Written by: Denes Husty III | Publication: Fort Myers News-Press

November 19, 2008 -

CAPE CORAL - Despite a struggling economy, federal officials don't foresee a problem in finding the $131 million needed to build a Veterans Affairs outpatient clinic in Cape Coral.

The funding is the next step now that President George W. Bush has signed the bill for the clinic in the northwest part of the city.

Congress has to vote to put the money for building the clinic in the 2009-10 federal budget.

"I don't foresee that funding will be a problem because it had the unanimous support of Congress. We are optimistic that it will be fully funded," said Stephanie DuBois, press secretary for U.S. Rep.
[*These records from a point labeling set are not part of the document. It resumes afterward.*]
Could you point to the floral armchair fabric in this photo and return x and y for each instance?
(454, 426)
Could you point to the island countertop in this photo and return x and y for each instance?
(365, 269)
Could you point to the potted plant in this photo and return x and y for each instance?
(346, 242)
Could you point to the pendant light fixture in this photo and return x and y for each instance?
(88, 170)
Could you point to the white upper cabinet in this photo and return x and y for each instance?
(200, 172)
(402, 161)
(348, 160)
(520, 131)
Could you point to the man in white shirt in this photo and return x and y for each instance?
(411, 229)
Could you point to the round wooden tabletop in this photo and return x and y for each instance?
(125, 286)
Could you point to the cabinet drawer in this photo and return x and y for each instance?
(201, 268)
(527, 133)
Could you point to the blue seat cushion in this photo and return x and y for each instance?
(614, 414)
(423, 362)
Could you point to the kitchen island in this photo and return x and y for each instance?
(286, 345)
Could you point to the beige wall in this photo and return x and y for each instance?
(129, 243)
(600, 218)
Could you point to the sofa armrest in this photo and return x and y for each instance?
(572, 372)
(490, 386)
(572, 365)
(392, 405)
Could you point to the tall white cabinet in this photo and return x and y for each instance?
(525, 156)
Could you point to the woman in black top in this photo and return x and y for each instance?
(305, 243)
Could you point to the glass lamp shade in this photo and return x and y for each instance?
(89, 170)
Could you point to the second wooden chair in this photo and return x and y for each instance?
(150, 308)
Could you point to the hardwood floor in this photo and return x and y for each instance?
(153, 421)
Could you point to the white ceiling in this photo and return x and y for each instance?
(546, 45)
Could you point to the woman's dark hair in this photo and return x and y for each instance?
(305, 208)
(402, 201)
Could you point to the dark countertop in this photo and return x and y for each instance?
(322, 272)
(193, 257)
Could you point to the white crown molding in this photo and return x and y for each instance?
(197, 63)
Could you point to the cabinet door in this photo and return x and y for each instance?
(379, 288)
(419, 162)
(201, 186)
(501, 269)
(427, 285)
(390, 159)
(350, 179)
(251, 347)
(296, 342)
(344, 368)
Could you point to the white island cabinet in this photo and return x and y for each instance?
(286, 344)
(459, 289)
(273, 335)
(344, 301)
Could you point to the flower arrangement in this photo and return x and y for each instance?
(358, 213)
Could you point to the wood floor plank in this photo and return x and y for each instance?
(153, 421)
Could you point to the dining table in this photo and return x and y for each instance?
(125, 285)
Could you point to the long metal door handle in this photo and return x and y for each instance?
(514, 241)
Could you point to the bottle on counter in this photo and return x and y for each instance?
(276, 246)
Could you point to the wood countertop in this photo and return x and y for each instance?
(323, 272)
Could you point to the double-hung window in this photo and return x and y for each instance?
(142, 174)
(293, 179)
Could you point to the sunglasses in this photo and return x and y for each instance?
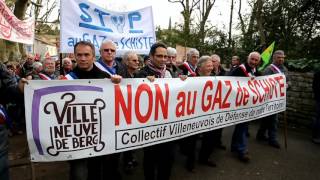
(109, 50)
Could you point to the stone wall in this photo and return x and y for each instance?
(300, 99)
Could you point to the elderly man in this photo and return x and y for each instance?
(158, 159)
(107, 62)
(48, 72)
(269, 124)
(189, 67)
(66, 65)
(171, 62)
(218, 70)
(131, 61)
(27, 68)
(239, 138)
(235, 62)
(98, 167)
(37, 68)
(188, 145)
(8, 88)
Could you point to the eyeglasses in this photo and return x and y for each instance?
(109, 50)
(161, 56)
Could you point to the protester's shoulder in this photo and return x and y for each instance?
(142, 73)
(121, 68)
(268, 70)
(237, 72)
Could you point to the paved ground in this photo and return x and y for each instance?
(301, 161)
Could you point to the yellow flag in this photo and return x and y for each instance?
(266, 56)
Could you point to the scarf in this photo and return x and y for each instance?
(159, 73)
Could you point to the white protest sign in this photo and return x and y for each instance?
(82, 20)
(85, 118)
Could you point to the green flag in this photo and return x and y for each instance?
(266, 56)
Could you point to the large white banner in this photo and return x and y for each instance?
(82, 20)
(85, 118)
(13, 29)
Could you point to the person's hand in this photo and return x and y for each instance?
(22, 82)
(61, 77)
(116, 79)
(151, 78)
(183, 77)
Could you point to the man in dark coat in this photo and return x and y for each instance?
(239, 138)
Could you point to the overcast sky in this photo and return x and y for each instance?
(163, 10)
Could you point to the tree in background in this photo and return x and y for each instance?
(10, 51)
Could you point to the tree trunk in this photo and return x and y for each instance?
(10, 51)
(230, 25)
(260, 22)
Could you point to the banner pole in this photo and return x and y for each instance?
(285, 130)
(61, 68)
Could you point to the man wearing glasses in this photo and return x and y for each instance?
(158, 159)
(107, 61)
(239, 139)
(269, 124)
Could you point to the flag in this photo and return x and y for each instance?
(266, 56)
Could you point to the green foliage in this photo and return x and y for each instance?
(303, 64)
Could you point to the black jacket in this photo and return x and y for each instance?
(144, 72)
(94, 73)
(8, 86)
(239, 72)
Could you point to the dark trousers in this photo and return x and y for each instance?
(96, 168)
(239, 141)
(207, 145)
(316, 124)
(217, 136)
(268, 125)
(158, 160)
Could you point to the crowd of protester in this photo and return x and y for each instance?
(159, 63)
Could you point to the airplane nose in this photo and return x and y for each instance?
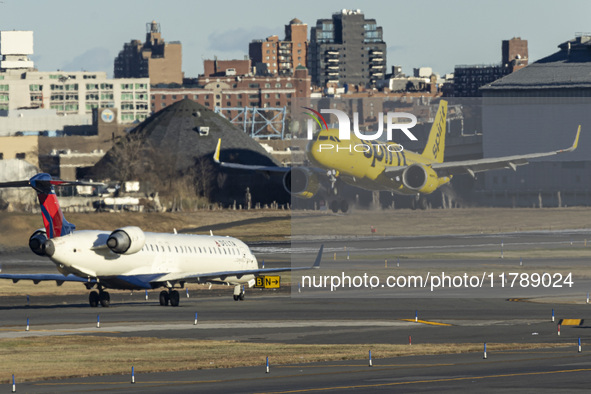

Connie Mack IV, R-Fort Myers.

And the congressman, she said, "will be working to make sure it's fully funded."

Congress will start on the annual appropriations bill next spring and the spending package, including money for the clinic, would go into effect Oct. 1, 2009, DuBois said.

The new clinic, according to VA records, would serve 202,000 veterans in Southwest Florida, including 124,000 retired and active servicemen and women in Mack's district.

The new clinic will be almost three times the size of the 71,000-square-foot VA clinic in Fort Myers and will offer more services, including minor surgery, advanced imaging, nuclear medicine and vascular Doppler ultrasound.

"We're very excited to offer the opportunity of expanded services to the veterans of Cape Coral and Southwest Florida," said Faith Belcher, a VA spokeswoman.

Plans for the new clinic should be finished by May and groundbreaking should take place late next year or early 2010, she said.

The clinic, which is to be built on 30 acres at Diplomat Parkway and Corbett Road, should be finished in 2011, Belcher said.

Currently, the only options local veterans have for health care include the Fort Myers clinic or Bay Pines, the VA hospital in St. Petersburg.

City Councilman Bill Deile, a retired Army colonel, said the clinic will be closer for Cape Coral veterans who need health care and the expanded services will benefit veterans from throughout Southwest Florida.

Cape resident Conrad Casper, a 74-year-old Marine Corps veteran, said because of limited services at the Fort Myers clinic, he has to go elsewhere if he needs a specialist for certain procedures.

"With the new clinic, I could probably get what I need right there," he said.